Reconstruction of State Route 17 and I-81, Including 9 Bridges, to Begin This Fall

ALBANY, NY (09/15/2011)(readMedia)-- New York State Department of Transportation (NYSDOT) Commissioner Joan McDonald today announced the apparent low bidder for the most ambitious highway improvement project ever undertaken in the City of Binghamton, Broome County, New York.

L & T Construction of Richmondville, Schoharie County, is the apparent low bidder for a three-mile long highway construction project knows as Prospect Mountain Phase I. The company bid $134,685,904.42 for the construction contract. Ten companies bid competitively for the job, with bids ranging up to a high of $156,696,925.80.

"We're pleased to be moving forward on the Prospect Mountain project, the largest capital improvement we're undertaking upstate this year," Commissioner McDonald said. "This project will enhance mobility and improve safety at one of the state's major crossroads, helping to ease highway travel and support economic development throughout the region."

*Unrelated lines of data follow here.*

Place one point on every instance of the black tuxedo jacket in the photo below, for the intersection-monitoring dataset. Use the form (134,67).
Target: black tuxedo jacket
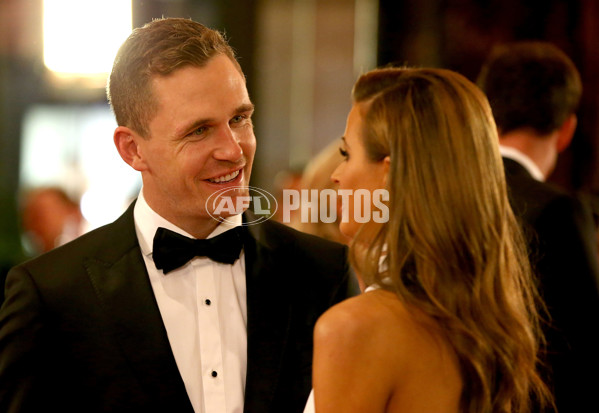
(563,248)
(80,330)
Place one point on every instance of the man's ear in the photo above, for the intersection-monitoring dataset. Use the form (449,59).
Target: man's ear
(566,133)
(127,143)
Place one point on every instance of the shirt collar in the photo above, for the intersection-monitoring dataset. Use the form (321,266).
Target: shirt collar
(528,164)
(147,222)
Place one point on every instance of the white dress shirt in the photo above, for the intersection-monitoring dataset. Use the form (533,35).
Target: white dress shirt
(203,307)
(525,161)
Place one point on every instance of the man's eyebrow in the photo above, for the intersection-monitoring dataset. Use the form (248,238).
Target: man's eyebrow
(246,107)
(184,130)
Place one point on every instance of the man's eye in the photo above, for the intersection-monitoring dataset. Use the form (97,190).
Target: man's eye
(200,130)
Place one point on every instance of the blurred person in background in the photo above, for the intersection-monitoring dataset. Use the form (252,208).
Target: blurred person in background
(317,176)
(534,90)
(50,218)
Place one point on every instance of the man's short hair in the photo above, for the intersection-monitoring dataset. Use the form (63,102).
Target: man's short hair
(530,85)
(158,49)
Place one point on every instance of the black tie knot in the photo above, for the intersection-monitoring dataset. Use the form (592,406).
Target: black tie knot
(172,250)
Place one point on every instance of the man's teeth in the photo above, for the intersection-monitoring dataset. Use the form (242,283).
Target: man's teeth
(225,178)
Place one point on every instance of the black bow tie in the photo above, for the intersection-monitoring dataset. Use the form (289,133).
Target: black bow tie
(173,250)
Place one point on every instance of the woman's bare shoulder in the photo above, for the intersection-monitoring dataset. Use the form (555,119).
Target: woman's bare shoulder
(370,319)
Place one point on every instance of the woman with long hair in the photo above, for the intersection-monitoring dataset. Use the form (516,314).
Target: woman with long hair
(449,320)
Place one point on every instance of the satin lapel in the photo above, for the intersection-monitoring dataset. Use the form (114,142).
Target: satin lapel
(120,279)
(269,314)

The Prospect Mountain project will reconstruct the convergence of State Route 17 and Interstate 81 with nearby I-88. It also will help bring an eight-mile section of Route 17 up to interstate standards. This interchange was designed in the mid-1960s to handle 35,000 vehicles per day and now averages twice that.

The project will improve traffic flow at the interchange, constructing nine new bridges and reducing or eliminating potential points of vehicle conflict throughout the length of the project along Route 17 and Interstate 81. The bridges, four of them over the Chenango River, replace 1960s-era structures with ones that meet contemporary design standards, widening the bridges and their highway shoulders. Seven of the bridges will replace existing structures, with an additional two new ones to be built at the partial interchange that will replace the Mygatt Street exit off Route 17.

Short distances between three interchanges at this location cause motorists to perform unsafe weaving movements. A second phase of the project is expected to be let in 2015, eliminating weaving movements at the intersection of State Route 17 and Interstate 81.